As my life changes, so will the content on my blog. In my last blog post I told you that I’m about to become a mother so maybe it doesn’t come as a big surprise that from now on, you’ll see a bit of baby stuff here as well :). The first thing I decided to make for the baby was a changing pad that would fit the changing table we got from IKEA.

I got both the fabric and the foam base for the changing pad from a store called “Stoff & Stil”. The goal was to make a pad that would be easy to clean but still nice and cosy for the baby. With that in mind, I decided it would be a good idea to make two covers for the foam pad. The first cover would be made out of a pastel green oil cloth with some geometric shapes on it. Since oil cloth is water proof, this would be the “easy to clean layer”. For the second cover (that’s was supposed to go over the first one), I got a soft cotton satin with grey and yellow raindrops on it. I thought the yellow raindrops was quite befitting a changing pad :)

Stoff & Stil also had a pattern for the changing pad but since the shape of the thing was so simple, I didn’t really see the point in spending money on something I could make myself in 30min. To begin with, I measured the sides and made a pattern for that. After the sides were finished, I measured the circumference of the pattern and the length of the foam base. With those measurements I had a rectangle that would go around the pad. Last but not least, a 1cm seam allowance was added. When the pattern was done it was time to start pattern matching and cutting out the pieces. Because of the very symmetrical geometrical shapes on the oil cloth, this turned out to be a walk in the park! To make the sewing a bit easier, I used a pencil to draw where the seam should go on both side pieces.

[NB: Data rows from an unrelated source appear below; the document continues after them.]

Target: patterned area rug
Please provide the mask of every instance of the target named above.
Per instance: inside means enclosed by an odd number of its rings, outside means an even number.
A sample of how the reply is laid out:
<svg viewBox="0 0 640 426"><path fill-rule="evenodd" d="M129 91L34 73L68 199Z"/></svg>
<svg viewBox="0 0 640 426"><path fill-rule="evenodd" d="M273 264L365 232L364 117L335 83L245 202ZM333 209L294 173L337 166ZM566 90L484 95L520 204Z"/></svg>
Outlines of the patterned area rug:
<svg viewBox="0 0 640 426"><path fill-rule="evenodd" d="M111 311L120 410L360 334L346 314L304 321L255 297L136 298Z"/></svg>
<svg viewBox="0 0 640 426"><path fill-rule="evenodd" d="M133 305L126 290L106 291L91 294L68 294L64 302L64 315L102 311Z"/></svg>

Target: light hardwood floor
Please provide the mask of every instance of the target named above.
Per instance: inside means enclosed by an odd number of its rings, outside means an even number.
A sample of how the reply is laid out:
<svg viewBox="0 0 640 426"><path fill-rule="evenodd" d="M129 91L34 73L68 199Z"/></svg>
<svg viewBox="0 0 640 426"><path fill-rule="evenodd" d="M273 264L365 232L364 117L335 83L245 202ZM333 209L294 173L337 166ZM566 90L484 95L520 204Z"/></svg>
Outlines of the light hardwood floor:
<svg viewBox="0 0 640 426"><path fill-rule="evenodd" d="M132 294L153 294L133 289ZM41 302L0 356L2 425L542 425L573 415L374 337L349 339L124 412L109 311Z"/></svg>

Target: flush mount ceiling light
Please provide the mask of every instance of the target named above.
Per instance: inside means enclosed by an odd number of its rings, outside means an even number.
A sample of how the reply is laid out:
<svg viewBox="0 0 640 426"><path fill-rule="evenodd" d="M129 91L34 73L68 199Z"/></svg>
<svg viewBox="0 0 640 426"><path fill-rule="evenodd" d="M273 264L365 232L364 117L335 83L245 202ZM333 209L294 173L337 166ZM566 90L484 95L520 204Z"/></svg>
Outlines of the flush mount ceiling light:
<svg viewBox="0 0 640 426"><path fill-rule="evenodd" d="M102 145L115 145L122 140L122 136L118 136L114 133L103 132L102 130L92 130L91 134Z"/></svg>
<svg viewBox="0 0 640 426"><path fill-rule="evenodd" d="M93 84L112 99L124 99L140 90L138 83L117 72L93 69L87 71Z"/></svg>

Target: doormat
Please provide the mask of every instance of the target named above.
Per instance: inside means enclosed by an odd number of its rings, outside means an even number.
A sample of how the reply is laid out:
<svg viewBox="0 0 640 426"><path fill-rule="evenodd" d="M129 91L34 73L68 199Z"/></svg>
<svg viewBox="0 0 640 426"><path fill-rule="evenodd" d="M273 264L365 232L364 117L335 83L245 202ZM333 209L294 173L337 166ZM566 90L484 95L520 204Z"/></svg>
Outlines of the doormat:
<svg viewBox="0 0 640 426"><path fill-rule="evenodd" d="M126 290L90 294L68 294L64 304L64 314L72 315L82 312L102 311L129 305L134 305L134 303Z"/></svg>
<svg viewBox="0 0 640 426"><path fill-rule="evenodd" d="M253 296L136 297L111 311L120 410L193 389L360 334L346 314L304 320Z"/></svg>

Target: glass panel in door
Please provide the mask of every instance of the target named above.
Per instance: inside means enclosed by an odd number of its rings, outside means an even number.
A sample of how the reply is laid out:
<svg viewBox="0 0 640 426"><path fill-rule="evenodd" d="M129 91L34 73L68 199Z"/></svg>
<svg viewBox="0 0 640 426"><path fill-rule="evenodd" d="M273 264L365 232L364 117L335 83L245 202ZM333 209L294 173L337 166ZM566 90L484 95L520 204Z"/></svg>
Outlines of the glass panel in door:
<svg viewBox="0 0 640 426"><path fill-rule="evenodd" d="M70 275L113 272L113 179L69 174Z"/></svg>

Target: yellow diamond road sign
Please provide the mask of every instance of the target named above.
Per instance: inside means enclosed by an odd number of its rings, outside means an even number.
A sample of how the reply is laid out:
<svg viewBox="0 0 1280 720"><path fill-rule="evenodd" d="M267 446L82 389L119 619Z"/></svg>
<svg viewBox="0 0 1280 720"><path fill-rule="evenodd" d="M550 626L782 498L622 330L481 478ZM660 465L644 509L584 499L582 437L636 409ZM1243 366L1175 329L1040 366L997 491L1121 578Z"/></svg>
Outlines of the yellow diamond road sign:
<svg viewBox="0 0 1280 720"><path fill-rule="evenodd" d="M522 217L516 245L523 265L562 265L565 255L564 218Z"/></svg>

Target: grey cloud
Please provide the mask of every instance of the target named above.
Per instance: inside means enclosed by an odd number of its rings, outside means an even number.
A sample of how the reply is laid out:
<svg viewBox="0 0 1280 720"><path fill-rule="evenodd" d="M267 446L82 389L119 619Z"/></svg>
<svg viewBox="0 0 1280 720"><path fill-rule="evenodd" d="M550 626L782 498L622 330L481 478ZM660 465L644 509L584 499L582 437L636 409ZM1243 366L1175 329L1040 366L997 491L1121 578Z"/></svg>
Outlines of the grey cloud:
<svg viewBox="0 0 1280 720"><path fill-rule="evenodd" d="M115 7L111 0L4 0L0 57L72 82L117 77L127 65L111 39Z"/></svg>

Assembling the whole thing was a bit trickier than usual because you obviously can’t use pins on a plastic oil cloth. That would just leave ugly puncture marks all over the place. Instead, I got to use these handy little clips from Clover that I got from Okadaya in Tokyo. The first step was to attach the invisible zipper. I can highly recommend inserting the zipper as soon as possible. It’s just so much easier to attach it to a garment/cushion/etc. when the fabric lies flat. Next, I continued sewing around the side where the zipper was attached. One stretch at a time was “clipped” together and sewn. When reaching the corners, I had to cut the oil cloth in order to continue with the next stretch without the fabric bulging into weird shapes. The same procedure was repeated for the other side and last but not least, the side seam on the large rectangle was sewn.

Yay, the first cover was done! At this point I had no idea that I would spend the coming 15min sweating and cursing while I was wrestling the foam base into the cover. Have you ever touched and eel and gotten surprised at just how slippery it is? Well, that pretty much describes my experience with the foam, only that the foam was the exact opposite of slippery. After I won the wrestling match, I decided that I wouldn’t be making a second cover. There is just no way I’m putting a cover on/off of that changing pad on a regular basis. Instead, I’ll probably make something like a towel/blanket to put on top of the changing pad. That way it would still be nice and cosy for the baby and easy to remove and throw in the laundry.

2 thoughts on “Changing Pad

  1. It looks really nice. You’ll probably want to clean a fabric top layer quite often anyway so then it’s not so bad to just use a towel and toss it in the washing machine regularly instead of having to replace a fitted cover often.